A Pennsylvania county official can’t appeal a ruling striking down the state’s ban against same-sex unions after the governor declined to do so, a judge said, reiterating his decision that the law was unconstitutional.
Governor Tom Corbett abandoned the defense of the state’s ban on gay marriage last month after U.S. District Judge John E. Jones ruled in favor of the American Civil Liberties Union in a case on behalf of 11 gay couples.
The “deep personal disagreement” with the ruling of Theresa Santai-Gaffney, the Schuylkill County issuer of marriage licenses, doesn’t make her a stand-in for the state, Jones said today. He rejected her request to intervene on its behalf.

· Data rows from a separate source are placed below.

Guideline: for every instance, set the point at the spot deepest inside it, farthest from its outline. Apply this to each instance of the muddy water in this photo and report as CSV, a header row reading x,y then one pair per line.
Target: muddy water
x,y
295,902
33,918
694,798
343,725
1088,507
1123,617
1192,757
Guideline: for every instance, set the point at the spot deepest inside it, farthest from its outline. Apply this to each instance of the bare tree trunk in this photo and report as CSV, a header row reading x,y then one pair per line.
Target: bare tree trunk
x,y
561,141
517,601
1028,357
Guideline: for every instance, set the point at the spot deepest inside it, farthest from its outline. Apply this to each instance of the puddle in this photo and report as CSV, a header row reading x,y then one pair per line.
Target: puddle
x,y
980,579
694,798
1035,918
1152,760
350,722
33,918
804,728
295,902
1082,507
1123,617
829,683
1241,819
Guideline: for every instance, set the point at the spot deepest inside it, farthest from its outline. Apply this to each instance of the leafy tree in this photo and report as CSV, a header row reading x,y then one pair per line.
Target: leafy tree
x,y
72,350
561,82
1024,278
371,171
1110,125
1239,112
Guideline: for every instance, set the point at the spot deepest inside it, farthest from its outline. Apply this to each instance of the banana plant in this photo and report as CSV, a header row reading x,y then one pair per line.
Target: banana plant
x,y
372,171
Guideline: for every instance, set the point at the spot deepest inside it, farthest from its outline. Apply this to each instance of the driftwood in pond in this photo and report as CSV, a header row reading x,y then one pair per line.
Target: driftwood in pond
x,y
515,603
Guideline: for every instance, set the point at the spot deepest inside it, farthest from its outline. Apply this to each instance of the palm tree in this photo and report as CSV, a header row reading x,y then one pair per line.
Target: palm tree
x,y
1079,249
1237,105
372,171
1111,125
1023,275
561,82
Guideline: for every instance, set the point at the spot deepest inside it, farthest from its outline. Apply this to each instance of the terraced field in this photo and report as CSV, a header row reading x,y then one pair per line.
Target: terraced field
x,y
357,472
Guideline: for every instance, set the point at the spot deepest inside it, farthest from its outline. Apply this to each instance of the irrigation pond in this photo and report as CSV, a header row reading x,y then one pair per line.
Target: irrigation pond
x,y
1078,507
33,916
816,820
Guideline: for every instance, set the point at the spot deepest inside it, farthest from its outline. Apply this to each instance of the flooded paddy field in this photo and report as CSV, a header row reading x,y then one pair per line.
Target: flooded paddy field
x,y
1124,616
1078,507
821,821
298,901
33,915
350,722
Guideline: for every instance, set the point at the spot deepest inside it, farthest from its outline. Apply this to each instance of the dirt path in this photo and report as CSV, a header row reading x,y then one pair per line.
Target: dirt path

“If the highest elected official in the commonwealth chooses to abide by our decision, it defies credulity that we would permit a single citizen to stand in for him to perfect an appeal,” Jones wrote.
James Smith, an attorney for Santai-Gaffney, said a notice of appeal to the U.S. Court of Appeals in Philadelphia was filed within an hour of Jones’s ruling.
“We were prepared for this decision,” Smith said in an e-mail. “We expect the Third Circuit to allow us to intervene. This is an important matter that deserves and appeal.”
Santai-Gaffney, the county register of wills, argued that the decision made the state of marriage law and the scope of her duties unclear.
“Nothing could be further from the truth,” Jones wrote, saying the decision was clarified in a notice issued by the state Department of Health to clerks that handle marriage licenses.
“There is nothing remotely ambiguous about how Santai-Gaffney must perform her duties relative to issuing marriage licenses,” Jones said. “At bottom, we have before us a contrived legal argument by a private citizen who seeks to accomplish what the chief executive of the commonwealth, in his wisdom, has declined to do.”
The case is Whitewood v. Corbett, 13-cv-01861, U.S. District Court, Middle District of Pennsylvania (Harrisburg).